Majoring in History is an excellent way to enter careers in these fields. Jobs can involve working on political campaigns, doing constituent services, aiding public officials, staffing public agencies, joining the civil service, serving in the diplomatic corps, or gaining appointed or elective office. In some cases, working as an unpaid intern or volunteer can be a good first step. In others, advanced degrees in law, public administration, policy studies, or specialized fields are necessary. Further information can be found on the websites for External Affairs, the Public Services Commission, and Heritage Canada.

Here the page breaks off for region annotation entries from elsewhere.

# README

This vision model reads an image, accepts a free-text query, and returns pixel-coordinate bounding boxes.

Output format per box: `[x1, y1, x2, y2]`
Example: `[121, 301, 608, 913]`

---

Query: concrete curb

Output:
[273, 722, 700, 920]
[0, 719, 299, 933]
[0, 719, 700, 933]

NGOs include a wide variety of non-profit groups and institutions that operate alongside governments, both within and outside of Canada. Many NGOs work in areas such as international aid and development, international peacekeeping, urban and rural poverty, community health, community development, social services, immigrant support, etc. Language skills (bilingualism, multilingualism) are often helpful. In many of these areas, volunteer positions or internships are the best first steps toward paid work. Dedication to a cause, rather than to significant monetary gain, often has to be the motivation to work in this sector.
Many History majors work in business, and many of the most successful complete a Master’s in Business Administration (MBA) after finishing their first university degree. York’s Schulich School of Business is an excellent choice. Experience in the work world prior to applying to an MBA program is usually necessary. Consulting with business schools about admissions requirements is a good idea; this may shape the courses that you choose to take. Courses in Economics (or Business and Society) may be necessary.
A History degree is a good first step toward careers in these fields. This is another area where volunteer work and internships can be helpful in getting a foot in the door. Advanced degrees in library science, museum studies, and History can enhance one’s career potential. For further information, ask the reference librarians at Scott Library.
A History degree is the first step toward becoming a History professor. After finishing the Honours B.A. the next steps are acquiring a Master’s degree (M.A.) and then a Ph.D. in History. An M.A. typically takes 1-2 years and a Ph.D. typically takes 5-7 years. In Canada, most students first obtain an M.A. and then a Ph.D. (often at different schools). In the United States, many students skip the M.A. or obtain a combined M.A./Ph.D. The systems elsewhere in the world vary. If you are interested in graduate studies in History, consult with professors (if possible, early in your university career) about what courses to take, what language and other skills are needed, and where to apply. Scholarships and other forms of funding are often available.